Untuk jumlah kasus tahun 2021 sebanyak 376, sedangkan tahun 2022 sebanyak 470 kasus sehingga mengalami penurunan 26,8 persen.
Sedangkan jumlah tersangka pada tahun 2021 sebanyak 761 orang, kemudian tahun 2022 sebayak 586 orang mengalami turun sebanyak 21 orang atau 21 persen.
"Pada tahun 2021 kami berhasil menyita 16 kilogram sabu, sedangkan tahun 2022 sebanyak 27 kilogram sabu atau sebanyak 11.454,61 gram," ucap Nono Wardoyo, Kamis (1/9/2022).
Barang bukti narkoba jenis ekstasi, jajaran Ditresnarkoba Polda Kalteng berhasil mengamankan sebanyak 31 butir tahun 2021. Sedangkan di tahun 2022 sebanyak 258 butir atau naik sebanyak 227 butir.
Pada tahun 2021 peredaran ganja di Kalteng tidak ditemukan, namun tahun 2022 Ditresnarkoba Polda Kalteng berhasil menyita sebanyak 96,23 gram dari para pelaku yang diringkus.

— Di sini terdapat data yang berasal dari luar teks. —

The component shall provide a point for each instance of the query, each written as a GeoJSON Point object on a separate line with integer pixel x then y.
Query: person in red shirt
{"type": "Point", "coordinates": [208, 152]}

Begitu juga dengan tembakau gorila, ditahun 2021 tidak ditemukan namun 2022 sebanya 12,87 gram. Dan Karisoprodol dari 3.128 butir tahun 2021 menjadi 2.631 butir pada Tahun 2022 atau turun sebanyak -497 butir.
"Mereka yang kami amankan belum bisa dikategorikan bandar, masih rata-rata berstatus kurir. Mereka hanya mengambil upah," tuturnya. (ok)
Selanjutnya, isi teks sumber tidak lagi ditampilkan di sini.